Same product, different species, entirely different VAT rate.
VAT and blood and human tissue
The UK provides VAT exemptions for supplies of human blood, organs, and tissues used for medical purposes. This makes perfect sense – the NHS shouldn’t be paying tax on life-saving blood transfusions or organ transplants. When hospitals receive human blood products or therapeutic substances derived from blood, they’re exempt from VAT.
Human organs are rarely supplied as business transactions anyway, since it’s illegal to sell organs for transplantation in the UK. When they are supplied for medical research or therapeutic purposes, they fall under this exemption.
Not all blood is created equal
Here’s where things get interesting. The exemption only applies to human blood and blood products. If you’re dealing with animal blood or animal-derived products, you’re back to standard rate VAT at 20%.
Think about that for a moment. A hospital receiving human blood for transfusion? VAT exempt. A research facility receiving animal blood for the exact same type of medical research? Standard rated at 20%.
The guidance is quite specific: products must be derived from human blood and intended for therapeutic purposes to qualify. Even genetically engineered products that use human blood as a carrier but have a synthetic active ingredient don’t make the cut – they’re standard rated.
Why does this distinction exist?
The reasoning behind this is actually fairly straightforward, even if the outcome seems odd. The VAT exemption exists specifically to reduce the cost burden on healthcare services dealing with human biological materials for medical treatment.
Human blood donation and transfusion represent a unique healthcare ecosystem. Blood is donated freely by volunteers, processed by blood services, and used directly in patient care. The exemption recognises the public health importance of keeping these services affordable and accessible.
Animal blood, on the other hand, is typically obtained through commercial veterinary or research channels. It’s used in laboratories, research facilities, and sometimes in veterinary medicine – contexts that don’t carry the same policy imperative for VAT relief.
The practical implications
For organisations working in medical research or veterinary science, this creates some interesting accounting scenarios.

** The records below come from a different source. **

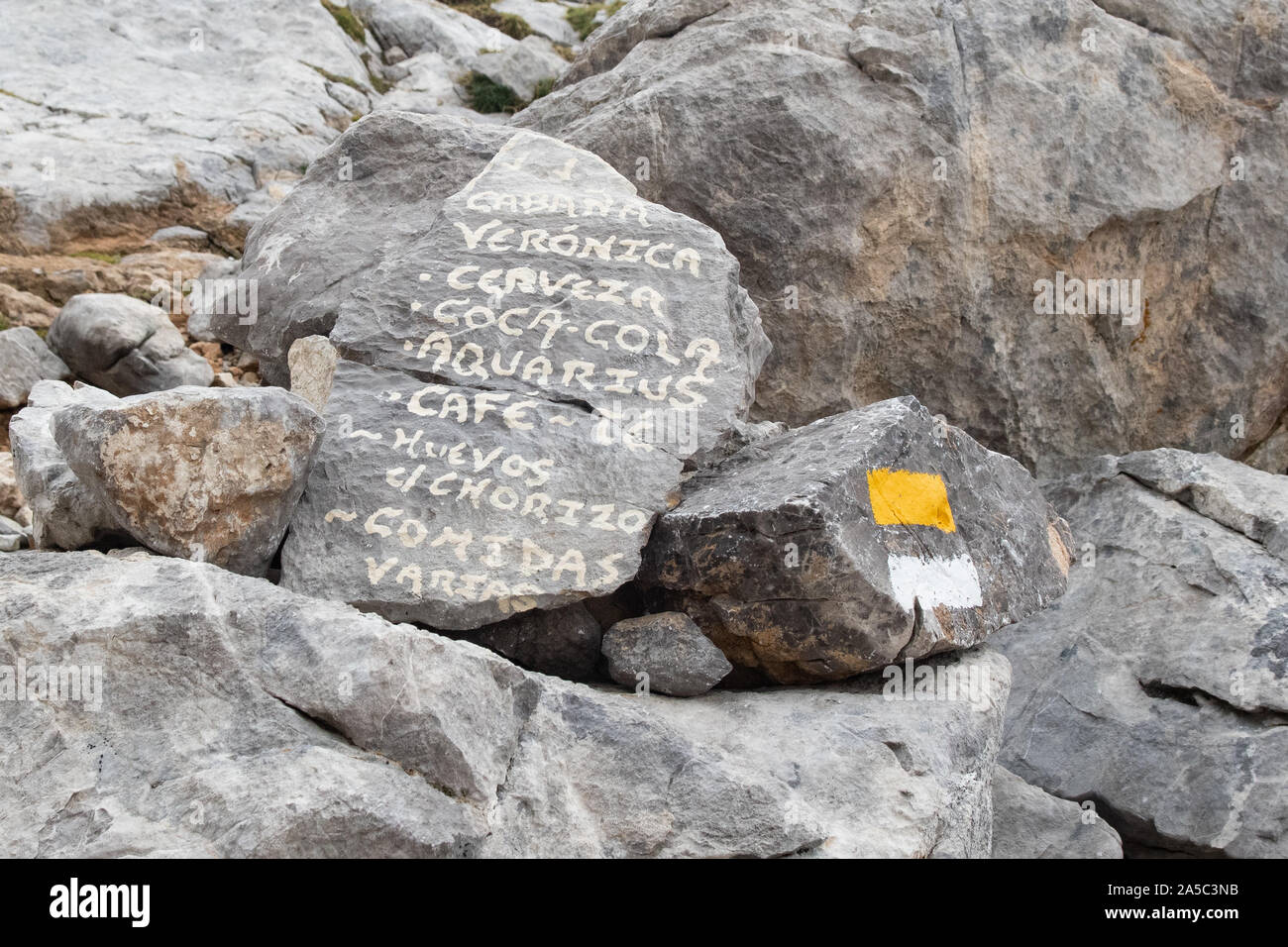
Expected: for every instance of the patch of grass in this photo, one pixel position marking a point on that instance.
(488, 97)
(510, 24)
(583, 18)
(95, 256)
(347, 21)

A research lab conducting comparative studies might purchase both human blood samples (exempt) and animal blood samples (standard rated) for the same project.

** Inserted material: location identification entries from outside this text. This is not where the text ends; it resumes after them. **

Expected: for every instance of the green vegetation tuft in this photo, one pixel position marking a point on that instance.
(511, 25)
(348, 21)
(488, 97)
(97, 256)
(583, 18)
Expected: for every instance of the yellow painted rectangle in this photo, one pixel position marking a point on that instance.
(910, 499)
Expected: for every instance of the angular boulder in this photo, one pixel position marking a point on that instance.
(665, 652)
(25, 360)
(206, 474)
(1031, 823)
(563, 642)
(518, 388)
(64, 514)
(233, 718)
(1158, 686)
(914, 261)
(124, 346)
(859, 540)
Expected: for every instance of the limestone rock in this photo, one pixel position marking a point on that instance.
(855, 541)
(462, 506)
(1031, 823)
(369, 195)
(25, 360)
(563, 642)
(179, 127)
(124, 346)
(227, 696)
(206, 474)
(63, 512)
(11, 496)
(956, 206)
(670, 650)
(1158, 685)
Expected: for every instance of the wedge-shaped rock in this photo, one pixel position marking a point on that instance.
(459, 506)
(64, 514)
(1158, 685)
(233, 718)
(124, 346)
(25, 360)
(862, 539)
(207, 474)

Similarly, facilities that use animal-derived blood products for medical or research purposes must account for VAT at the standard rate, even though the work itself may ultimately benefit human medicine.
The distinction also extends to blood-derived products. Human plasma? Exempt. Animal serum? Standard rated. It’s the biological source that determines the tax treatment, not the scientific application or the therapeutic benefit.

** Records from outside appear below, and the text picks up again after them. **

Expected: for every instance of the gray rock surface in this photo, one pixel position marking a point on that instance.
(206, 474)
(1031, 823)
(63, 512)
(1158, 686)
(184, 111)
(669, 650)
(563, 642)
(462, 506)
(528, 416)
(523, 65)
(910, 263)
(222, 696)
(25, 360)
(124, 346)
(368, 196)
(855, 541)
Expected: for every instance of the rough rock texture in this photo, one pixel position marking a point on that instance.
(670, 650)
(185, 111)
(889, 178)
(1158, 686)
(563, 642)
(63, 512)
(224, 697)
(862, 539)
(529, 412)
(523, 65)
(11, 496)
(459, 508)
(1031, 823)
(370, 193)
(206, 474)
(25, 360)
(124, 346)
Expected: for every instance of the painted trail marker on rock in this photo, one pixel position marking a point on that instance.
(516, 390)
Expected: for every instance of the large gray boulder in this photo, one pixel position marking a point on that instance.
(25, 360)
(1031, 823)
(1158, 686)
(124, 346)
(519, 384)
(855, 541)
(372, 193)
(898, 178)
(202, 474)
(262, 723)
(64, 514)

What this tells us about VAT
This human versus animal blood distinction is a perfect example of how detailed and specific VAT legislation needs to be. The tax authority can’t just write ‘medical supplies are exempt’ and leave it at that. They need to define exactly what counts, under what circumstances, and from what sources.
The result is guidance that sometimes seems almost absurdly specific. But there’s a logic to it. Every boundary that gets drawn – human versus animal, therapeutic versus research, blood versus tissue – exists because at some point, someone asked the question and HMRC needed to provide an answer.
These distinctions also reveal the policy priorities embedded in tax law. The exemption for human blood and tissue reflects a clear decision that direct healthcare should be shielded from VAT. The standard rating of animal blood shows where that policy boundary ends.
It’s oddly fascinating when you think about it. Two vials of blood sitting on a laboratory shelf. One from a human donor, one from an animal. Scientifically, they might be used for nearly identical purposes. But for VAT purposes, they exist in completely different categories.
And somewhere in HMRC, there’s a tax officer who had to write these exact distinctions into official guidance, knowing that one day, someone would need to know the answer.